January 14, 2020Saint-Martin-d'Hères - University campus
ARSH Resource Center Hackathon
Twenty-five students from ARSH's Bibliothécaire Documentation - Métiers du livre et de l'édition and ENSAG's Architecture, ambiance et culture numérique master's programs have imagined the ARSH resource center of tomorrow.
Agnès Souchon, director of the ARSH resource center, asked students to imagine the future center using three key words: light / visibility / third place.
Three days in CPS mode
The students were guided by a multi-disciplinary team of teachers from the fields of architecture, bookmaking and communication design.
For three days in September, teacher Bruno Poyard.., trained in creativity by PromisingWe helped them to clarify their needs, understand the issues at stake and generate ideas... all the while calling on the collective intelligence of the students and mixing their disciplinary cultures.
Spaces for creativity
They also sailed through the various spaces of the Learninglab Promising (design stage, studios) to benefit from the modularity of premises more conducive to creativity.
Answers to the meaning of place
Four perspectives were proposed at the end of the hackathon. "The aim was not to come up with furniture or an immediate, turnkey solution, but rather to work on the sense of place to imagine atmospheres and uses for the future." Bruno tells us.
Positive feedback
At the restitution on September 18, 2019, Agnès Souchon, resource center manager has been fascinated by this abundance of imaginationhighlighted by the prototypes created by the students.

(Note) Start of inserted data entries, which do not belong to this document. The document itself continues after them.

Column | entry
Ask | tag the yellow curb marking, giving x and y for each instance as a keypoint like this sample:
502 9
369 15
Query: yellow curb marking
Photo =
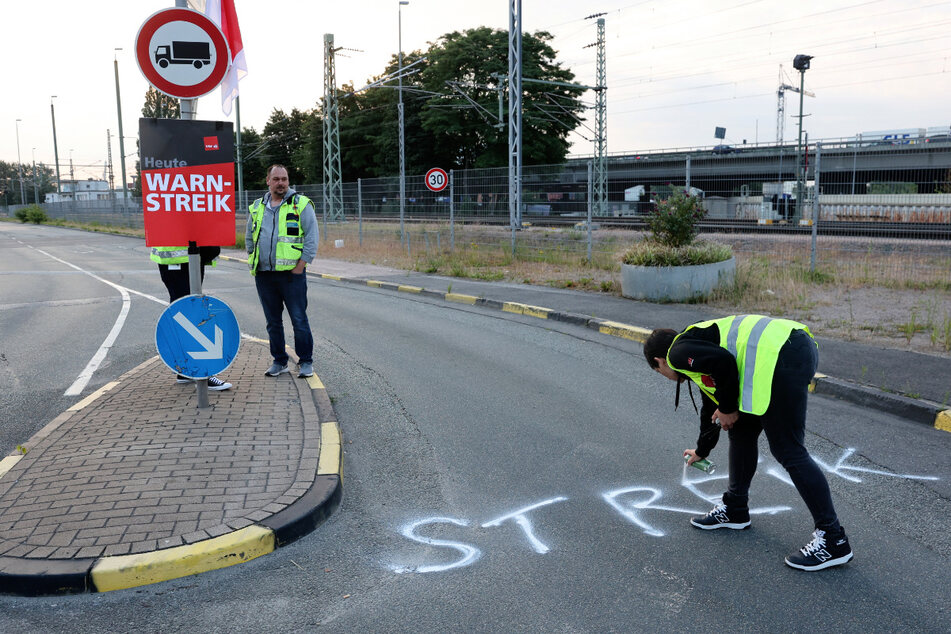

Kevin Sutton, Director, ARSHcongratulated them on the fact that "We're asking you to think about student uses, by being a student, while decentralizing yourself! What a great exercise! You've really got to grips with the subject and contextualized it. Your approach is very interesting because it questions not only places but also time, the time of student life, your time when books and collections are less present. For you, today's library is academic, whereas you'd like it to be a place of life."
Student proposals
Hypothesis #1: The resource center as a sensitive experience
A documentary experience with touch, sound, sight, light and smell to memorize routes and identify spaces.
Art as a marker of sensibility and aesthetics
The resource center is the third place where ARSH's DNA is condensed: art and human sciences.
Hypothesis #2: A resource center combining pleasure and knowledge
A playful journey that combines joy and discovery, disconcerting and reassuring
Not everything is immediately obvious: informative galaxy ceiling, lighting effects...
The resource center is the third venue, offering irregular, singular events that set the pace (outside/inside the walls, outside opening hours...).
Hypothesis #3: Canopies and sofas, the tree metaphor
The specific features of the site are seen through the prism of the tree: the resource center is already located on the ARSH canopy, surrounded by greenhouses and natural landscapes...
Arborescence of knowledge, network-root-ramification, filtering of light and privacy through foliage, stratification of spaces...
Comfort for relaxation, rest and daydreaming
The canopy is the third place from which to gain height
Hypothesis #4: The resource center as a living, breathing place: flavors and knowledge
Metaphor of cooking and flavors: food processing, conviviality and sharing
Let the place live, have a coffee, etc.
The resource center offers a myriad of third venues (inside and outside the walls) to celebrate the living and the spontaneous.
Published December 17, 2019
Updated March 9, 2020
Location
Saint-Martin-d'Hères - Domaine universitaire Plateau design - Studios Maison de la Création et de l'Innovation 339 avenue Centrale - 38400 Saint Martin d'Hères
Contact
Agnès Souchon, Director of the ARSH Resource Centre Bruno Poyard, Associate Professor of Communication Design, Promising, UGA Anne Béroujon, Senior Lecturer in Modern History Philippe Liveneau, Architect DPLG, Doctor SPI, Lecturer in Theory and Practice of Architectural Design, ENSAG
They talk about their experience
"I've come to understand that we can always go further, and that our only limits are the ones we set for ourselves."
"What I liked most was the relationship with the others. At architecture school, we always keep to ourselves."
"In architecture, we always work on the concrete, and here we've mostly worked from ideas, on the abstract, and I've noticed that it also gives good results."